DairyGuy (Customer) asked a question.

Troubleshooting air leakage in a simple pneumatic circuit

I have a cheese press with a very basic circuit:

Air supply and regulator, connected to 5 port manual valve, connected to a double acting cylinder. Operate valve to downward position - press cheese; operate to upward - release cheese. There are 4 identical stations.

 

When in the downward position, some of the valves hiss and wet testing indicates the air is coming from the exhaust port on the valve. Is this normal? Seems like I should not hear leakage, but I am new at this and have not been able to find practical operation information.

 

There is no manual for the press as it was custom built for the person we bought if from.

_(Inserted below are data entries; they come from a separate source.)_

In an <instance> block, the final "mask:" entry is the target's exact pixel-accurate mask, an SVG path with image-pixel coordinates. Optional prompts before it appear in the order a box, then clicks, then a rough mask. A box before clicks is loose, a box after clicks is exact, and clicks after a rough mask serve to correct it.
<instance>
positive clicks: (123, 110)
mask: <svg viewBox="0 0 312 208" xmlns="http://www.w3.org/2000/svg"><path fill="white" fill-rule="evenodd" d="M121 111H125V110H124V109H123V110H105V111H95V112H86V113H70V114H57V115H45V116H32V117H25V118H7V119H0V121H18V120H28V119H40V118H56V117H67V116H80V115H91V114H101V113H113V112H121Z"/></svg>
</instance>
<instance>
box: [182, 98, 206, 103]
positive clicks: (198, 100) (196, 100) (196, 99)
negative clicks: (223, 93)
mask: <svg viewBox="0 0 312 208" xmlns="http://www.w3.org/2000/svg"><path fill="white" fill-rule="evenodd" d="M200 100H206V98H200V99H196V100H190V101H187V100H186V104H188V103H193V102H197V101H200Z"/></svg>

I have replaced hoses and some fittings to eliminate all of the ones that leaked when I brushed on detergent water.


  • Csantos1 (Customer)

    Can you share information on your 5 way valve an pneumatic components. Some pneumatics pass air through while others don’t. It’s likely your valve has a diagram on the side or back. Let’s see that and the equipments it’s running.

  • Todd Dice (Customer)

    Sounds like the piston seals of your air cylinders are worn out, and likely need replacement.

     

    So, for example, when the cylinder is in the up position, the air at the nose end (where the rod of the cylinder comes out) is pressurized, but air is getting past the seals of the piston, and escaping through the rear hose back to the valve and coming out the valve's exhaust port.

  • Durallymax (Customer)

    X2 on what Todd said, when you have the press down, pull the hose off the valve to rod end and you'll be able to tell if it's from the piston seals on cylinder.

  • DairyGuy (Customer)

    Thanks for the responses. I will definitely do Todd's suggested check, especially since it is not all 4 valves that hiss. Makes a lot of sense. I have Bimba cylinders, and they are the "non-rebuildable" ones. Can they be disassembled and simple things like replace o-rings accomplished?

      • PouchesInc (Customer)

        Ya but automation's air cylinders are loud because they lack all the basic options every other company has. Throwing away a cylinder each time is easily worth being able to hear things when air cylinders are working IMO.

      • PatDaly (Customer)

        Could you give us an example of what you mean? From my experience, the comparable AD cylinder is pretty much an exact copy of the Bimba.

      • Todd Dice (Customer)

        If I had to guess, Pouchesinc means urethane bumpers and air cushions, which reduce noise and increase air cylinder life. Personally, I use Norgren Roundline with ecology seals over Bimba since they come with built-in air cushions.

      • PatDaly (Customer)

        I think you are right, my logic is I only use Bimba or eqv. for basic movements where I need to do it cheap. We used to use them by the hundreds and they were treated as a commodity item. Anything that required control over the actual motion got a rebuildable, full monte cylinder.

         

        Just how you look at things I guess.

      • Todd Dice (Customer)

        When I read OP's post, they're compressing cheese. When I invision that, I see the cylinder being "cushioned" by the object, so end of stroke cushion "may not" be necessary. And if one has flow controls on both ports, the air cylinder could retract at such a speed to reduce noise and increase cylinder life. My guess is OP's application is such that AD'a round cylinders will be an OK choice.